Divorce is already a complicated situation in itself. But when the custodial parent decides to leave the state with the child/children, it can make matters even worse. Non-custodial parents need to know that they do have rights if their ex-spouse decides to move away with the child/children. It is important to know the necessary steps to take in case this ever happens to you.
Typically, the first thing you will want to do is to contact your attorney. If you don’t have one, find a Florida family law attorney that specializes in custodial and visitation agreements. The non-custodial parent should be notified way ahead of any intent of a move of more than 50 miles away from the non-custodial parent. Also, the custodial parent should have sent a Notice of Intent to Relocate to the non-custodial parent.
If you and your ex-spouse have come to an agreement on your own, it must be in writing. The reasons for the move need to listed as well: new job, closer to other family members, better schools and neighborhood, etc. The visitation rights and arrangements of the non-custodial parent need to be noted on the agreement. Afterwards, the court will approve the agreement.

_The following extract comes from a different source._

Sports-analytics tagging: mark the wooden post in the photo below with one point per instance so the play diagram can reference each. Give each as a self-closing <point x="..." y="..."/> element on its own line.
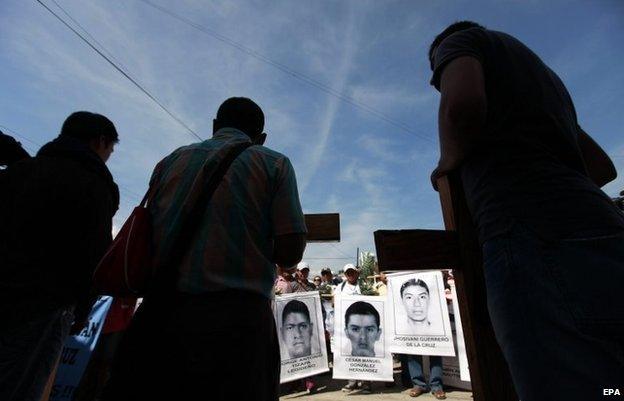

You can object to the relocation. If you do so, then the custodial parent can’t leave the state with your child/children. Usually, an objection to the move is filed in court to have something in writing and to let the court know that you take an active part in your child/children and their well-being. There typically is a hearing and the court will decide whether your objection is valid.
One of the worse things a non-custodial parent can do (and it will later count against you) is not take an active part in the welfare of their children. If you are this type of parent and object to the parental relocation of the custodial parent, the custodial parent can prove that you have not participated in your rearing of your child/children and most likely, your objection will be overturned.